Third, EU institutions should recognise that sanctions enforcement is not only a customs or banking issue. It is also an information issue. If journalists and researchers are silenced, the enforcement system loses visibility.
The European Democracy Shield is intended to protect democratic resilience. Is it sufficient?
Gary Cartwright:
It is a useful concept, but it must reflect the real methods used to pressure media. Threats to democratic resilience do not always look like propaganda broadcasts or election interference. Sometimes they look like legal letters, private intimidation, commercial pressure, demands for source disclosure, reputational attacks and attempts to force small outlets to remove inconvenient reporting.
If foreign-based actors can use money, legal threats or private pressure to suppress sanctions reporting inside the EU, that is a democracy issue. It affects the public’s right to know whether sanctions are being undermined.
European democracy is not defended only by protecting elections. It is also defended by protecting the people who expose how hostile states and their enablers operate.
What is your message to companies named in sanctions-related reporting?
Gary Cartwright:
My message is simple: respond with evidence.
If we have made a factual error, identify it. If a document is not authentic, explain precisely why. If there is a legitimate correction, send it.
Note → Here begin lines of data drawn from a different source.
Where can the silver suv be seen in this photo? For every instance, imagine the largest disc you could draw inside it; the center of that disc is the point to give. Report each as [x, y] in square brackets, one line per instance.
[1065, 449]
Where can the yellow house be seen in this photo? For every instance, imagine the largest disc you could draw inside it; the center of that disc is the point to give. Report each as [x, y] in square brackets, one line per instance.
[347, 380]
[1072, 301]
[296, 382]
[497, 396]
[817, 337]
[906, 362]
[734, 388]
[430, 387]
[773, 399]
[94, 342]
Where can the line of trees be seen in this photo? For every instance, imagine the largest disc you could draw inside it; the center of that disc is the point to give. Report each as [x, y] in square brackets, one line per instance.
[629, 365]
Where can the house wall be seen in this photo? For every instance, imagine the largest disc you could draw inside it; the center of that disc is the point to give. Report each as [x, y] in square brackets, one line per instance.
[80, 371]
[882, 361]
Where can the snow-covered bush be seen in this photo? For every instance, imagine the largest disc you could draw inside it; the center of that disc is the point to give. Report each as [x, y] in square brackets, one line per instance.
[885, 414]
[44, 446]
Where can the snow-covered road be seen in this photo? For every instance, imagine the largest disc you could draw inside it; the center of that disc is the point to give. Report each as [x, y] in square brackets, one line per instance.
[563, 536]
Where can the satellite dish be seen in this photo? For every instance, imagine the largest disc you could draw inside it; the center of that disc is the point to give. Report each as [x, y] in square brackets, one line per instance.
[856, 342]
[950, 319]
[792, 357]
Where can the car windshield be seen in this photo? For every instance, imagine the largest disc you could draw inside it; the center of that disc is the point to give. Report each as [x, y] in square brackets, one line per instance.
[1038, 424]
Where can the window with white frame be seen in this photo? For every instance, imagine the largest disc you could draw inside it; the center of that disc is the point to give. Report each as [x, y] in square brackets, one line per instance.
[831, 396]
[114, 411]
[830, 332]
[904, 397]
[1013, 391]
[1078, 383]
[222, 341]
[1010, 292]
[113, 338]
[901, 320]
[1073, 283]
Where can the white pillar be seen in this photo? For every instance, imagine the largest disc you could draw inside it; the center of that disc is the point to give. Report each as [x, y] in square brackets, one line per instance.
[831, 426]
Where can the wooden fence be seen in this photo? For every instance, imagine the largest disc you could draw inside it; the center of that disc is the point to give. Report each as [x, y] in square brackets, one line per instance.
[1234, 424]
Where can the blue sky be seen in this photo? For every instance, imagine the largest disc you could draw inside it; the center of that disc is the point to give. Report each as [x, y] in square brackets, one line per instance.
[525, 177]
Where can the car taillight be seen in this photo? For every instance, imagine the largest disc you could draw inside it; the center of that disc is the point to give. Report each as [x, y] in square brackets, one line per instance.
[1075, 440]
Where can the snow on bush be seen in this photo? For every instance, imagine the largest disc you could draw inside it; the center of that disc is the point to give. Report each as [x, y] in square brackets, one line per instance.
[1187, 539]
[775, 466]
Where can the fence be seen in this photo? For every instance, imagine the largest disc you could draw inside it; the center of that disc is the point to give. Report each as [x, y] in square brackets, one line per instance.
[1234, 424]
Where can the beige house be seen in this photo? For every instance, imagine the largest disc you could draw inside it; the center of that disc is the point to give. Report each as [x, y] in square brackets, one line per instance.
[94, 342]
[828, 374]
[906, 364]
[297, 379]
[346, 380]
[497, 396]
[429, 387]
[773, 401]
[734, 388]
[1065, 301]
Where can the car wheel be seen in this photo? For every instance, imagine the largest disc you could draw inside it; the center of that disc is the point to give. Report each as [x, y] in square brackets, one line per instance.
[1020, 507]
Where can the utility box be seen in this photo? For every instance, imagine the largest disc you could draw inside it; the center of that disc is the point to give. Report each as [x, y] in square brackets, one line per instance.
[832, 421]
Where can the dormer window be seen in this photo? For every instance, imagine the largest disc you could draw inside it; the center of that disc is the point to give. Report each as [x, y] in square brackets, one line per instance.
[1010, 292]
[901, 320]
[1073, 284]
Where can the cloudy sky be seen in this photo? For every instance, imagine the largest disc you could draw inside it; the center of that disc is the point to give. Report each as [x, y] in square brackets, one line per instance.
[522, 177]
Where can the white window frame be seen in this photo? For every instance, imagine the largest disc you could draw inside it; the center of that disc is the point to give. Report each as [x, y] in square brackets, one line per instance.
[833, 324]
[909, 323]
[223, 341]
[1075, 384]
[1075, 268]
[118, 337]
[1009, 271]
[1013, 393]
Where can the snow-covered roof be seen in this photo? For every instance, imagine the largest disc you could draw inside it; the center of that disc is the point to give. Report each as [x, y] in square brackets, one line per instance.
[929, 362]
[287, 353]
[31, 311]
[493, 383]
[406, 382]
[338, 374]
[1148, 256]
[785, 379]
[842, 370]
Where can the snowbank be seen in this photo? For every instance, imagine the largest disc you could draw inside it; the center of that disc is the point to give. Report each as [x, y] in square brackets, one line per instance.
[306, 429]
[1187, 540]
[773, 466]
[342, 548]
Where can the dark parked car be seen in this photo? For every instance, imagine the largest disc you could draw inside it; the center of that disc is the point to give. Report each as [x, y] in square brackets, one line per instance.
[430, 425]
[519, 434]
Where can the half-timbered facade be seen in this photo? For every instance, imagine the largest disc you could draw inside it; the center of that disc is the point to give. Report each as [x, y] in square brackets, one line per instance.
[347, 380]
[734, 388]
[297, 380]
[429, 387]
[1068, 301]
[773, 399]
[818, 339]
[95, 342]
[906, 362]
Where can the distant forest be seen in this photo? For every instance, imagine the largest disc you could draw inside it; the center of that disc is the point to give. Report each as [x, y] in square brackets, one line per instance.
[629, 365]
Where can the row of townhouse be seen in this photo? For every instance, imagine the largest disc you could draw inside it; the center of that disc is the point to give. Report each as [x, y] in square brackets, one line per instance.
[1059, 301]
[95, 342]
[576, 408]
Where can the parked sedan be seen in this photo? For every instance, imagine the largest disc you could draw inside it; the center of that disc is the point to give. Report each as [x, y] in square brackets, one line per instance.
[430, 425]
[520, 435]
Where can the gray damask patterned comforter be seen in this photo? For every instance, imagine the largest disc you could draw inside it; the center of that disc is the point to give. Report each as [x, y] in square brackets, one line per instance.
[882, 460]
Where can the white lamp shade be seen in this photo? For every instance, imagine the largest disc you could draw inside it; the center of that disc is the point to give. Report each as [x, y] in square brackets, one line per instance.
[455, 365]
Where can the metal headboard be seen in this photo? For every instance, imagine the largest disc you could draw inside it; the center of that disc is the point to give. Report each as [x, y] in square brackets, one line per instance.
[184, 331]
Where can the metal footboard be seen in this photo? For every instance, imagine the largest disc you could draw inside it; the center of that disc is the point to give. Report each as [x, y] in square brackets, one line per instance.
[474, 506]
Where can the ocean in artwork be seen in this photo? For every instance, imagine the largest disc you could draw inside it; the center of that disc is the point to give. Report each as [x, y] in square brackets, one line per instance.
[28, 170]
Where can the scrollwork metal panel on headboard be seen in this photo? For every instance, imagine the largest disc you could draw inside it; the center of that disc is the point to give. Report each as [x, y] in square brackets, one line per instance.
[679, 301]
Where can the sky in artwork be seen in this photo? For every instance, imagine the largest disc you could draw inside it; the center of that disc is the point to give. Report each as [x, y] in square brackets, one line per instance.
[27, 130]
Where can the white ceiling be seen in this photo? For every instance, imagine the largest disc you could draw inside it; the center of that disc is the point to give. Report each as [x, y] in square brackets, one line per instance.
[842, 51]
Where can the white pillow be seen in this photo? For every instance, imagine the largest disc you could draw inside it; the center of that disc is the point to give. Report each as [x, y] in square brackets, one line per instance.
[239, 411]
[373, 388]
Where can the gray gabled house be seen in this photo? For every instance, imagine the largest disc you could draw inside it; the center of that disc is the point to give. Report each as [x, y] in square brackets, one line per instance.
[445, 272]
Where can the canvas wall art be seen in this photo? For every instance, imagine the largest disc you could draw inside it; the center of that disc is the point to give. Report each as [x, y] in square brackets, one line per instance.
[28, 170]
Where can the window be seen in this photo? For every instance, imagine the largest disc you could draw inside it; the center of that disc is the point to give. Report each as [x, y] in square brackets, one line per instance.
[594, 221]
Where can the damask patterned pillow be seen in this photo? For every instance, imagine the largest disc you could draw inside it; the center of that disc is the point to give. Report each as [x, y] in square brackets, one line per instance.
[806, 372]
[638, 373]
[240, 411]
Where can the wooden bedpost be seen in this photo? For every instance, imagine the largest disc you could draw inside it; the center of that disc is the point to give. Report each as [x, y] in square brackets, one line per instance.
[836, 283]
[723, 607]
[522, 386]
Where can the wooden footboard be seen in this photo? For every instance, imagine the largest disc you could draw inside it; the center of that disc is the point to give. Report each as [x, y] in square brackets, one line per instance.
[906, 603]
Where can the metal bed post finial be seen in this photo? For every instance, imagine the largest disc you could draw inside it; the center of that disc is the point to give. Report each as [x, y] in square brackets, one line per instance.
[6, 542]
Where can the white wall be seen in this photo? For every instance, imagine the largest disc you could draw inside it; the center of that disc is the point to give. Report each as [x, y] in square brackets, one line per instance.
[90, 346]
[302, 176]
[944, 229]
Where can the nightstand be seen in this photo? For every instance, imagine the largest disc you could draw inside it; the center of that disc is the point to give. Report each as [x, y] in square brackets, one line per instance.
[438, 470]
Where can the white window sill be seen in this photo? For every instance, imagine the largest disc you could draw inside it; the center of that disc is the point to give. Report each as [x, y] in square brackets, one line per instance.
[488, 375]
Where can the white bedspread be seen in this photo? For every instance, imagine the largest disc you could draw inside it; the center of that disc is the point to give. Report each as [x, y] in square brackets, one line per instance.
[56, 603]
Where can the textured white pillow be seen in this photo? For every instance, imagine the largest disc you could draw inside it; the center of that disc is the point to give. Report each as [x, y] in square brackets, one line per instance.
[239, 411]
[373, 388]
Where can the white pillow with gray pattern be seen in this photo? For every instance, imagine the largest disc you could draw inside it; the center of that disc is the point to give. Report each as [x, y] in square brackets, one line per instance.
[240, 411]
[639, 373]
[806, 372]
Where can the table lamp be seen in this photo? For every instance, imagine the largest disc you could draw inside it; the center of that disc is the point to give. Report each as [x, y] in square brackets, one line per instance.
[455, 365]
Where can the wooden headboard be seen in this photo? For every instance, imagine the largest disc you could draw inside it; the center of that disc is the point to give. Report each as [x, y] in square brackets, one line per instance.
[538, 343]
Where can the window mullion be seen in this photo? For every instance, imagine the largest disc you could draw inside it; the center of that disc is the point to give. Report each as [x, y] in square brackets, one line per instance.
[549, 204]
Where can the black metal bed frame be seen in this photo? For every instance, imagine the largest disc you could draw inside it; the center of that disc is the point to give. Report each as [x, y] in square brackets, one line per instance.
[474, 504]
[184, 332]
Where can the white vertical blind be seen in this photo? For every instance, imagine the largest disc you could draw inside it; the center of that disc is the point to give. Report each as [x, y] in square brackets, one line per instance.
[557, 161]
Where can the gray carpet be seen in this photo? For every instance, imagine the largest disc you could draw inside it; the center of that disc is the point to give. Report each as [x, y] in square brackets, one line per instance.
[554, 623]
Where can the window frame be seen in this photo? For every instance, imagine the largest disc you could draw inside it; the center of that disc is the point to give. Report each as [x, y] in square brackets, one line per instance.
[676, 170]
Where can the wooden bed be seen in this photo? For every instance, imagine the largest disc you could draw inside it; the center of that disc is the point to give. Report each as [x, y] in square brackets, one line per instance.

If you want a right of reply, we will consider it.
But do not confuse scrutiny with persecution. Do not treat journalists as sanctions authorities. Do not demand confidential sources. Do not assume that pressure will make the public-interest question disappear.
If a company has nothing to hide, it should welcome precision. It should not fear questions.
What is the wider lesson from this case?
Gary Cartwright:
The wider lesson is that sanctions are not enforced only in Council decisions or Treasury notices. They are enforced — or evaded — in the daily paperwork of trade: invoices, contracts, airway bills, insurance documents, bank transfers, customs entries and corporate records.
Russia’s war economy survives by adaptation. It studies the rules, finds the gaps, and builds routes around them. Those routes are not always obvious. They often appear first as fragments.
A journalist may see one invoice. An NGO may see a shipping pattern. A customs officer may see a suspicious end-user. A bank may see a payment route. A regulator may later see the whole network.
That is why attempts to intimidate sanctions reporters should concern European institutions. The issue is not one article, one publication or one company. The issue is whether Europe is prepared to protect the people who make hidden enforcement failures visible.